But what happens when a user is indefinitely blocked for reasons other than copyright violations, such as vandalism, attacks, sock-pupettry or other such things? Is a mass deletion of his contributions justified, or not? Belgrano (talk) 20:41, 9 July 2009 (UTC)
- Not necessarily. Of course, any situation severe enough to justify an indefinite block probably also merits at least a glance at the user's contributions, but if the block was for reasons not directly related to the user's uploads, there may be no particular reason to even consider deleting them. —Ilmari Karonen (talk) 21:25, 9 July 2009 (UTC)
[edit] Cross-wiki blocks
Are there circumstances where a user can be blocked on commons because of actions done at other wikimedia projects? Belgrano (talk) 20:47, 9 July 2009 (UTC)
- My gut reaction is that a blockable offence on one WMF project is an offence against the whole WMF shebang. However, the editor under fire may have run into some wayward admins (and I have doubts about several). Therefore, I would say take each case on its (their) merit. ‘Law’ has found there is an advantage in the adage of ‘innocent until proven guilty’.--P.g.champion (talk) 21:23, 9 July 2009 (UTC)
- The usual tradition seems to be that we won't pre-emptively block users on Commons for their actions elsewhere, unless they've actually misbehaved here too. Indeed, it has been observed that quite a few users who may have ended up blocked on other projects for things like interpersonal conflicts or tendentious editing may still manage to contribute productively to Commons, simply because the users or issues that push their "hot buttons" are not present here. That said, I would also say that a user's history on other projects is certainly a valid aspect to consider when deciding how to respond to problematic behavior here on Commons. —Ilmari Karonen (talk) 21:34, 9 July 2009 (UTC)
- In at least one case I've seen a user who was blocked on En continue to contribute productively here. On the other hand, some users, such as persistent vandals, will try to play the same game on every wiki they visit anew. Once they've made their wiki-jumping habits clear there's no point in wasting every wiki's time independently.

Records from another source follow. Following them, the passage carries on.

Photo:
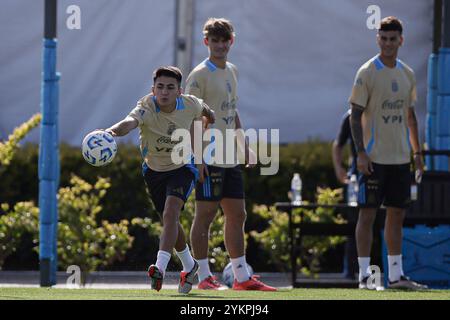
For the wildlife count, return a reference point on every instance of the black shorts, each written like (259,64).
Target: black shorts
(178,183)
(221,183)
(389,185)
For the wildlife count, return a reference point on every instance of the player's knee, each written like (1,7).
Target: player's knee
(171,214)
(237,219)
(366,217)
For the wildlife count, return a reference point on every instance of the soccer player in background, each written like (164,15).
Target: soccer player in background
(158,115)
(382,121)
(343,176)
(215,81)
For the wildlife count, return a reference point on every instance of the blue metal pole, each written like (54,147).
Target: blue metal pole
(48,152)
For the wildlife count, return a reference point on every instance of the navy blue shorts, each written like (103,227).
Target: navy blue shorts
(221,183)
(179,183)
(389,185)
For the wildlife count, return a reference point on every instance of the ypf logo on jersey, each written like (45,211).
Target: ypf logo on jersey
(394,86)
(228,86)
(172,127)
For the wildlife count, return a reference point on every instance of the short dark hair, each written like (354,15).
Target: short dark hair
(391,24)
(168,71)
(218,27)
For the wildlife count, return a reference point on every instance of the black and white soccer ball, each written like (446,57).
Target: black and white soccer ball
(99,148)
(228,276)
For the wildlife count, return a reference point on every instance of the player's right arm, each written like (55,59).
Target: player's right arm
(123,127)
(337,150)
(364,164)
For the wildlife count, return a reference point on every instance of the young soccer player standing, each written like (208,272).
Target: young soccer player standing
(158,115)
(215,81)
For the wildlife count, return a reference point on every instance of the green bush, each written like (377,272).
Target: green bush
(9,147)
(275,239)
(81,240)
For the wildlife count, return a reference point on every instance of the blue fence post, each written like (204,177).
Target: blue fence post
(48,166)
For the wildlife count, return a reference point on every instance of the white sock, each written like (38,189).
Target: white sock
(203,269)
(186,259)
(364,263)
(162,260)
(240,270)
(395,267)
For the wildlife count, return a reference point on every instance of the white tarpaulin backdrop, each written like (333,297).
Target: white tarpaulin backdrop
(296,59)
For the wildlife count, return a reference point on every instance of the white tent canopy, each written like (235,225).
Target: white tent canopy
(296,59)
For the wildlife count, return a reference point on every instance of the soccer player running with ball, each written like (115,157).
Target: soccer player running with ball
(382,121)
(158,115)
(215,81)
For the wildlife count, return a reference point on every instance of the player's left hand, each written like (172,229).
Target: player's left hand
(210,115)
(250,158)
(203,172)
(418,164)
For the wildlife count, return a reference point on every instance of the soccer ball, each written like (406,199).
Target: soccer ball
(99,148)
(228,276)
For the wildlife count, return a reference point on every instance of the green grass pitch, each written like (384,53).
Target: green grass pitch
(284,294)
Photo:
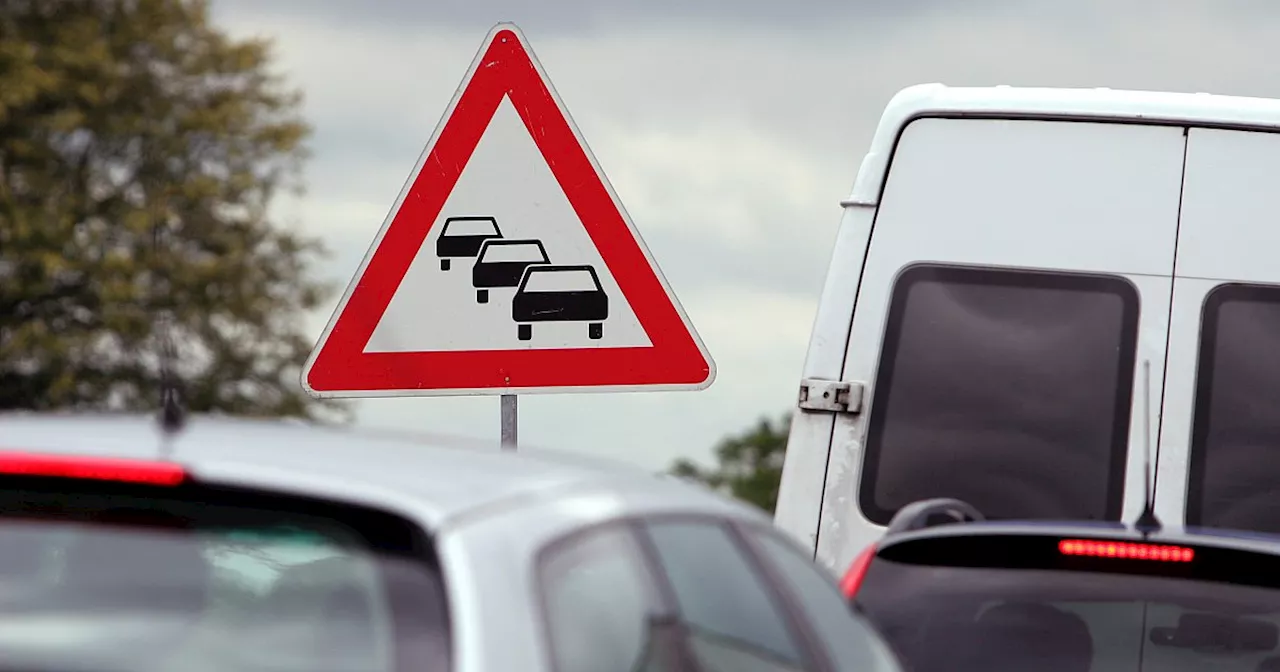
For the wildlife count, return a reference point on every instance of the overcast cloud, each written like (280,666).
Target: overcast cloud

Dcoetzee (talk) 22:17, 9 July 2009 (UTC)
[edit] July 10
[edit] "Author Flickr" template
I created a "Author Flickr" template to use in the Author line of the {{Information}} template on files like File:Two little girls.jpg (the discussion at File talk:Two little girls.jpg#Author was what motivated this idea). What do you think of it? Feel free to move it to template space and use it if you like it. (Also, could someone more familiar with Commons templates do some documentation and error handling, and a protection request/protection if you think it appropriate?) Brian Jason Drake 05:39, 10 July 2009 (UTC)
- It seems the same as Template:Flickr author. If it is different than I would work with authors of existing template to fix it instead of starting a new one. I also fixed File:Two little girls.jpg author line. --Jarekt (talk) 13:03, 10 July 2009 (UTC)
[edit] Mayflower search
The Version 2.01 which is currently used states: "Index last updated October 24 2007". That is really bad, see also talk page. We should find someone who takes take about it, this is not the way to run a search engine for content which is dynamical (added media, deleted media, renames). --77.4.64.249 08:38, 10 July 2009 (UTC)
- I think we should disable Mayflower search in favor of default supported MediaWiki one. --EugeneZelenko (talk) 15:58, 10 July 2009 (UTC)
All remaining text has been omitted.